Temperature measurement by a temperature measuring resistor element is performed using a property whereby an electric resistance of a temperature measuring resistor wire housed in an interior of the temperature measuring resistor element varies according to a temperature such that the temperature of the temperature measuring resistor wire serves as a temperature output of the temperature measuring resistor element. More specifically, a specified current is passed through lead wires connected to respective ends of the temperature measuring resistor wire, an electric resistance value is obtained from a voltage drop, and the electric resistance value is converted into a temperature. As is well known, a voltage drop measurement method includes a two-wire system, a three-wire system, and a four-wire system, depending on the number of bifurcations of the lead wire.
In a usually employed configuration of a temperature measuring resistor element, a coil-shaped temperature measuring resistor wire is disposed in inorganic electric insulating powder accommodated in a housing.

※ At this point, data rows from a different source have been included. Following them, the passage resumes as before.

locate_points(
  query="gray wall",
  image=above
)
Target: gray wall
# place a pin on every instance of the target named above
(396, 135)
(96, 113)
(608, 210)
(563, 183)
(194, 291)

This configuration is usually employed in a temperature measuring resistor element because of the easy manufacture and the low cost. Another reason why this configuration is typically employed is that when an external force is exerted on the temperature measuring resistor wire due to a difference in the thermal expansion coefficient between the temperature measuring resistor wire and a supporting structure thereof, the length and the sectional area of the temperature measuring resistor wire vary, leading to a variation in the electric resistance and then a temperature measurement error, but in the configuration where the coil-shaped temperature measuring resistor wire is disposed in the inorganic electric insulating powder, little force is exerted on the temperature measuring resistor wire, and therefore a temperature measurement error is unlikely to occur.
In a temperature measuring resistor element, a coil-shaped temperature measuring resistor wire, to the opposite ends of which lead wires are connected, is passed through two longitudinal through holes formed in a cylindrical electric insulator having a substantially circular cross-section, and serving as an housing. The two lead wires connected to the opposite ends of the resistor wire are exposed from end portions of the two through holes, the end portion being on the same side. The temperature measuring resistor wire is disposed in filler in the through holes, the filler made of an inorganic electric insulating powder being filled into gaps in the through holes, and the opposite end portions of the through holes are sealed by sealers to prevent the internally placed filler from falling out.
Polycrystalline powder made of such material as alumina, magnesia, silica, or a mixture of these materials is used as the inorganic electric insulating powder serving as the filler. A ceramic formed by molding a polycrystal made of such material as alumina, magnesia, silica, a mixture of these materials is used as the electric insulator.
A polycrystalline adhesive having alumina, magnesia, silica, zircon, or a mixture of these materials as a main component is usually used as the sealer, and an enamel such as epoxy resin may also be used. Further, as shown in FIG. 1A of Patent Document 2, the sealer is not provided in a temperature measuring resistor element used in a condition where there is no possibility that inorganic electric insulating powder falls out.
As described in JISC1604 “Temperature Measuring Resistors”, platinum is usually used as a material for the temperature measuring resistor wire. However, when a measured temperature falls to or below 73 K (−200° C.), a variation rate in the electric resistance of the platinum relative to a temperature variation decreases, leading to a lowering of the measurement sensitivity, and therefore an increase in the temperature measurement error, making measurement impossible. Hence, when temperatures of 73 K or less are also subject to measurement, a platinum-cobalt alloy, as described in Patent Document 1 and Non-Patent Document 1, is usually used as the material for the temperature measuring resistor wire. With a platinum-cobalt alloy, the measurement sensitivity lowers small even in a low temperature region, and therefore temperature measurement can be performed with a high degree of precision in a temperature range of 4 K to at least 325 K, as illustrated in Non-Patent Document 1. The reason why 4 K is a lower limit is that 4 K is the boiling point of helium, and at temperatures no higher than 4 K, temperature calibration is difficult.